Q: Did you read the early arguments made by the Attorney General in the court? They have requested the court for 46 blocks to be not de-allocated, the rest they don’t mind and also they have suggested that a penalty would be in order. Do you think that things are getting sorted out without too much of a disruption?
A: Absolutely, we need to put a lid on to all these controversies. Some wrongs might have been done but they can always be addressed through penalties and that is what they are suggesting. Plus, if you say everything is illegal and you cancel all the allocations then we start all over again, what happens to projects that are already half way down there and have already started producing? That is a very sensible thing that the Attorney General has suggested and if there is a new auction other than those which are already under production or very close to production, that is the right way to go. That is a very sensible approach to this problem, which has been hanging for too long.
Q: The other big internal we have this morning is the way the auto sales have picked up especially the medium and heavy commercial vehicle (MHCV) sales. Within that space, what would your preference be now considering that so many of the stocks have already rallied so much?

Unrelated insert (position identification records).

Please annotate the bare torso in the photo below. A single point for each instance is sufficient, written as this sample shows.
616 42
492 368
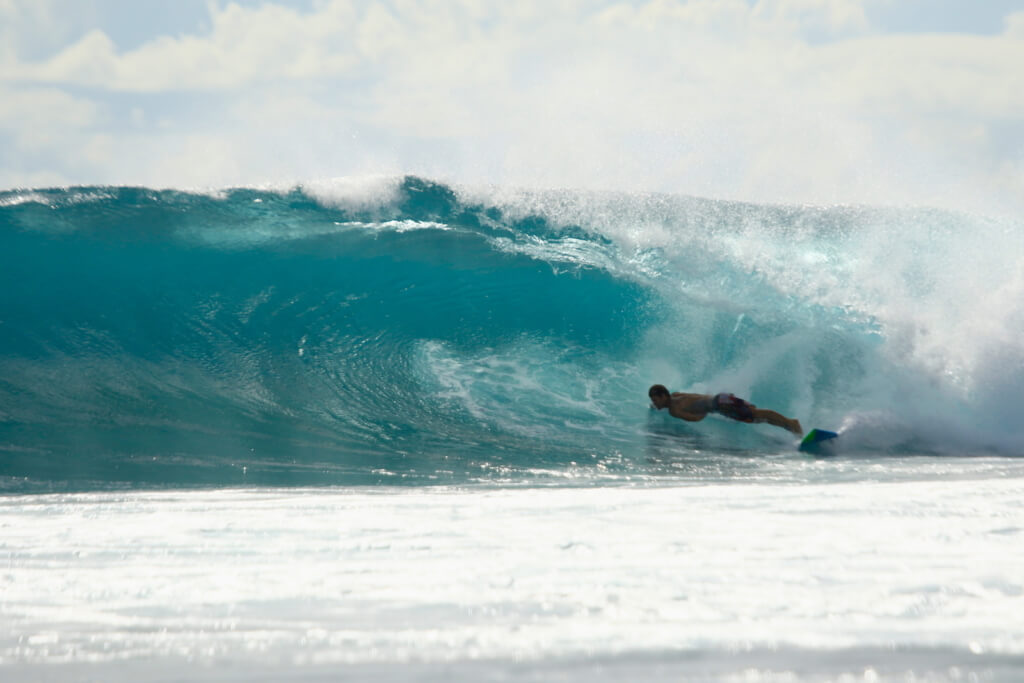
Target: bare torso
690 407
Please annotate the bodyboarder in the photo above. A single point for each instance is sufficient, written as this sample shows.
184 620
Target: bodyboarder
695 407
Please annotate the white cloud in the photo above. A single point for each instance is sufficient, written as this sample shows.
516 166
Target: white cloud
780 100
1015 26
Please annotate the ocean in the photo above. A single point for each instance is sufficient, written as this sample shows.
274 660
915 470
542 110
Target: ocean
393 428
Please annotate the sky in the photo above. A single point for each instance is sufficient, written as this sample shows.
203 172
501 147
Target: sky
806 101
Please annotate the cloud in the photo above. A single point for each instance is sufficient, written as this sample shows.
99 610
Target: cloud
793 100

A: They have rallied but these are the early indications that the economy is getting back into shape especially the HCVs because the two-wheelers and the passenger cars are doing well for quite sometime now but the HCV is the best indicator that there is confidence to buy new commercial vehicles. So I think they are the ones which are doing better, you can see the growth numbers, the stocks which are able to grow their sales much faster, they are the ones you need to be invested in. Valuation is always an argument, the best stocks you will never get cheap but if you have that confidence that the market is going to give you good returns, they are the stocks incrementally that will give you even better returns. Therefore, this valuation is not exactly great argument when in bull markets and we are in one.